Peter Lehner (born 1958) is an American lawyer and environmentalist. He leads the sustainable food and farming program at Earthjustice, developing strategies to reduce harmful effects of food production on climate, human health and the environment, and to promote a more ecologically sound agricultural system. In 2022, he wrote Farming for Our Future, about the policies and legal reforms needed for climate-neutral agriculture in the U.S., with Nathan Rosenberg He is a frequent blogger and has written numerous legal articles and been on many podcasts.

==Education==
Lehner received Bachelor of Arts degrees in philosophy and mathematics from Harvard College and is an honors graduate of Columbia Law School.

==Career==

From 1985 to 1994, Lehner worked for the New York City Law Department and eventually created and led the environmental prosecution unit. His cases protecting the city's drinking water laid the foundation for the city's current watershed protection program. Subsequently, he joined NRDC as director of the water program from 1994 to 1999, where he brought attention to the problem of stormwater pollution.

From 1999 to 2006, Lehner served as chief of the Environmental Protection Bureau of the New York State Attorney General's office.
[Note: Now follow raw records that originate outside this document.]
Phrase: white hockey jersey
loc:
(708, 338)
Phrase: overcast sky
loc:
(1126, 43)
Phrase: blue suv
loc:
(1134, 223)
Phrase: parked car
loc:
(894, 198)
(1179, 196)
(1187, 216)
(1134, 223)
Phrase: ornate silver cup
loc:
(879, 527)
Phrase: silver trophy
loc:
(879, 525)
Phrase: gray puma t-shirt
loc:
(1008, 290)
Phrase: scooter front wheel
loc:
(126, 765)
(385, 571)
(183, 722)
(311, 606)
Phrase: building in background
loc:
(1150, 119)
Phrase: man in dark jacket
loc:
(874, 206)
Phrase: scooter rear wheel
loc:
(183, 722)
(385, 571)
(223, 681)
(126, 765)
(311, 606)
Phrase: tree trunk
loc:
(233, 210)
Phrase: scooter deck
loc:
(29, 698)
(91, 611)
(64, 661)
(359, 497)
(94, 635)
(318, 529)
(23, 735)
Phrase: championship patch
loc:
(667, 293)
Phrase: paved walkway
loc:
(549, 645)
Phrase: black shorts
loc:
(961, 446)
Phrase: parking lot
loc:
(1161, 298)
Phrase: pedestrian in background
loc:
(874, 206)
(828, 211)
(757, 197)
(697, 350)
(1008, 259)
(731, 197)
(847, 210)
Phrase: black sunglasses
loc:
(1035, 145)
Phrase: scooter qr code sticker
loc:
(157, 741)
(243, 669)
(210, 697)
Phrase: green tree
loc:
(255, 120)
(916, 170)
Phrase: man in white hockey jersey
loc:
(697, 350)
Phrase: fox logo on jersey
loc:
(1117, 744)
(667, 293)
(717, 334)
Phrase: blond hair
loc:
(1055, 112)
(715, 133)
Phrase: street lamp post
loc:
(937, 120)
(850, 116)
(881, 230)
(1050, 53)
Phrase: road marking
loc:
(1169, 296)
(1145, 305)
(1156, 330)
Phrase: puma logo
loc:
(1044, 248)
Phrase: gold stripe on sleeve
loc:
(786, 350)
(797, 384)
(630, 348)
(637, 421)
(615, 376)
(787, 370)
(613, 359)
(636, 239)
He supervised all environmental litigation by and against the state and developed multi-state strategies targeting global warming and air pollution from the nation's electric utilities. Law established in Supreme Court decisions in two of these cases, Massachusetts v. EPA and American Electric Power v. Connecticut, remains critical to climate change mitigation efforts. Lehner also initiated watershed-wide enforcement programs and led cases addressing invasive species, wildlife protection, and public health.
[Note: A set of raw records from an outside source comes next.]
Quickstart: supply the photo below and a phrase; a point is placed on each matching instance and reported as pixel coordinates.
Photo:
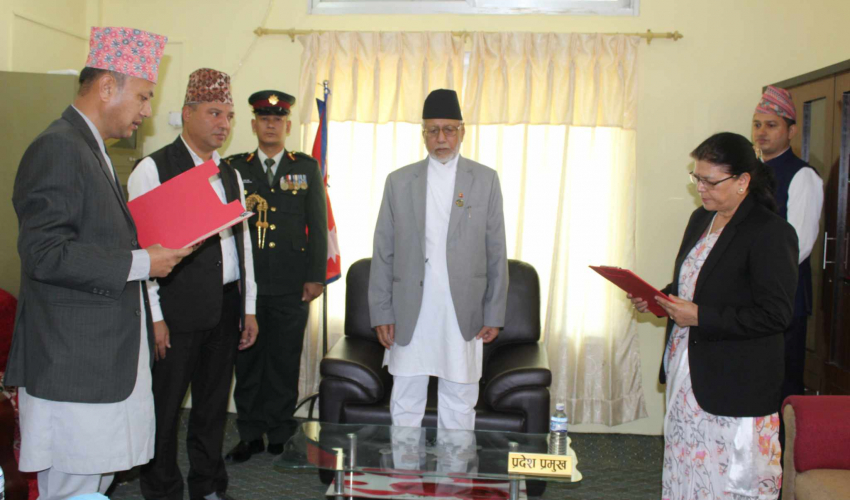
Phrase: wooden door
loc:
(814, 141)
(836, 379)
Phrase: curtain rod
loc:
(292, 33)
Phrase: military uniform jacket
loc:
(296, 242)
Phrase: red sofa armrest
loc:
(822, 437)
(16, 486)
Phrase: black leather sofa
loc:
(514, 395)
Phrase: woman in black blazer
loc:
(731, 298)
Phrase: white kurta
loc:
(437, 348)
(81, 438)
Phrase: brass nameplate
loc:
(540, 464)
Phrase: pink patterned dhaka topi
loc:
(777, 101)
(208, 85)
(126, 50)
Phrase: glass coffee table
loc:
(378, 461)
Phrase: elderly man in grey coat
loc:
(439, 276)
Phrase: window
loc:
(587, 7)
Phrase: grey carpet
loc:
(613, 466)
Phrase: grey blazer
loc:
(77, 330)
(475, 248)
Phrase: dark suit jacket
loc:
(745, 293)
(77, 332)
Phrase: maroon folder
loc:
(633, 284)
(184, 210)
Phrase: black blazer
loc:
(78, 321)
(745, 293)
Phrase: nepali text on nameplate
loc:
(540, 464)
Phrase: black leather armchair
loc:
(514, 396)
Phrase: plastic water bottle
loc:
(558, 431)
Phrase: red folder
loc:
(633, 284)
(184, 210)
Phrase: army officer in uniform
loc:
(289, 234)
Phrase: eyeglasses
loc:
(696, 180)
(448, 131)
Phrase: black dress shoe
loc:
(275, 448)
(243, 451)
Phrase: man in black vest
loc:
(799, 196)
(201, 308)
(290, 254)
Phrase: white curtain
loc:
(554, 114)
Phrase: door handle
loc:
(825, 239)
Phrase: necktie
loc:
(269, 172)
(115, 176)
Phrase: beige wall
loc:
(41, 35)
(707, 82)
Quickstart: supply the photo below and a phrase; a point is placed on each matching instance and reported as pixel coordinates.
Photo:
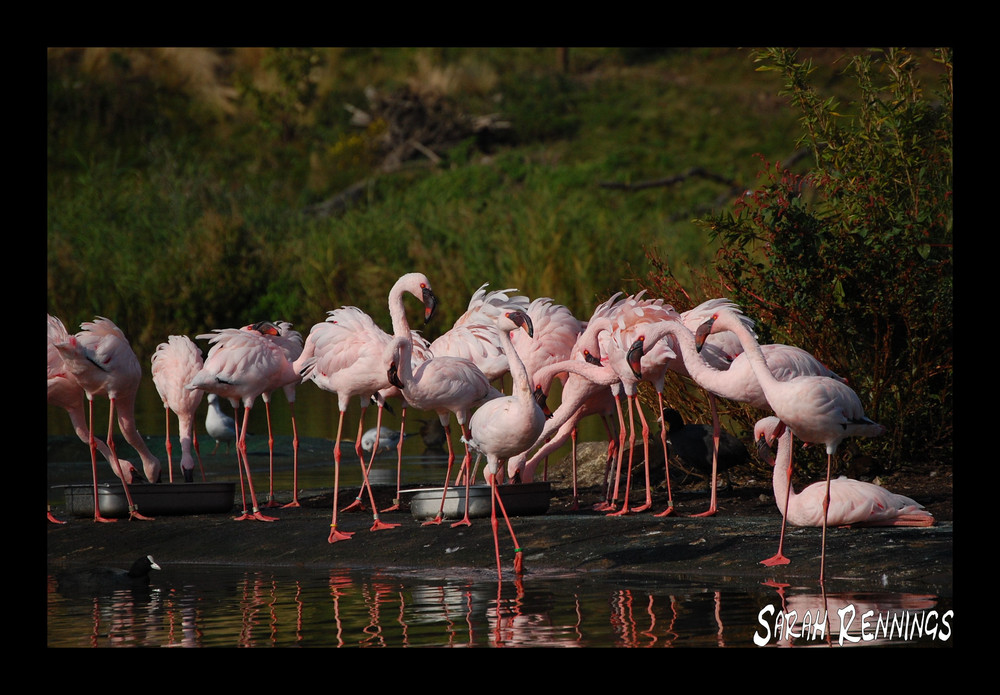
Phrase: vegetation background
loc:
(199, 188)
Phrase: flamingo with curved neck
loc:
(852, 502)
(817, 409)
(506, 426)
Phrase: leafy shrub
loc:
(853, 260)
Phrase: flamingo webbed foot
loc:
(382, 525)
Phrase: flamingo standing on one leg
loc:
(174, 364)
(240, 366)
(818, 409)
(347, 355)
(851, 502)
(101, 359)
(506, 426)
(65, 391)
(577, 390)
(713, 372)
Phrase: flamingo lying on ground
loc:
(851, 502)
(817, 409)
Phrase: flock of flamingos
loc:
(626, 340)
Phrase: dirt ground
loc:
(726, 547)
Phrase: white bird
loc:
(219, 425)
(506, 426)
(379, 441)
(818, 409)
(852, 502)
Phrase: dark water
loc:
(210, 606)
(205, 606)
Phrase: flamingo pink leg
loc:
(335, 534)
(241, 448)
(611, 501)
(295, 460)
(270, 503)
(447, 476)
(379, 525)
(716, 429)
(518, 555)
(666, 464)
(93, 461)
(628, 475)
(465, 521)
(779, 557)
(133, 508)
(399, 462)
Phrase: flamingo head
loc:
(634, 356)
(703, 331)
(540, 398)
(521, 320)
(591, 358)
(430, 302)
(393, 375)
(263, 327)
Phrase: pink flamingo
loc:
(290, 342)
(219, 425)
(714, 373)
(103, 363)
(851, 502)
(347, 355)
(473, 335)
(174, 364)
(580, 390)
(556, 330)
(240, 366)
(65, 391)
(817, 409)
(506, 426)
(587, 391)
(445, 385)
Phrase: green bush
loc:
(853, 259)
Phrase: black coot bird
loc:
(98, 578)
(691, 446)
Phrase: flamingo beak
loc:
(764, 451)
(265, 328)
(393, 375)
(522, 320)
(634, 357)
(540, 399)
(430, 303)
(702, 333)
Lehner was the executive director of the Natural Resources Defense Council and the NRDC Action Fund from 2007 to 2015. During his tenure, he managed environmental advocates in seven NRDC offices and led the Action Fund's political activities. He opened new offices for NRDC in Beijing and Chicago and launched a Center for Market Innovation. In 2010, he co-authored the book In Deep Water, about the 2010 Deepwater Horizon oil spill, with Bob Deans. Among other new initiatives, Lehner shaped a clean food program addressing food waste, antibiotics in meat, regional food, and climate mitigation. He delivered a TEDx talk on food waste in 2013.

==Awards and honors==

Lehner has been honored with the Distinguished Public Service Award by the Association of the Bar of the City of New York; the Earth Day Good Government Award by the City of New York; the Environmental Leadership Award by Hudson Riverkeeper; the Region II Environmental Quality Award by the U.S. Environmental Protection Agency; the Environmental Leadership award by Environmental Advocates; and the Public Interest Achievement Award from the Public Interest Law Foundation. In 2015, Lehner was presented with the Right Stuff Award from the Apollo Alliance Project of the Blue Green Alliance, for outstanding efforts to promote a sustainable environment and economy.

==Personal life==

Lehner is married to Fritz Beshar and has three daughters: Nadine, Eliza and Marina.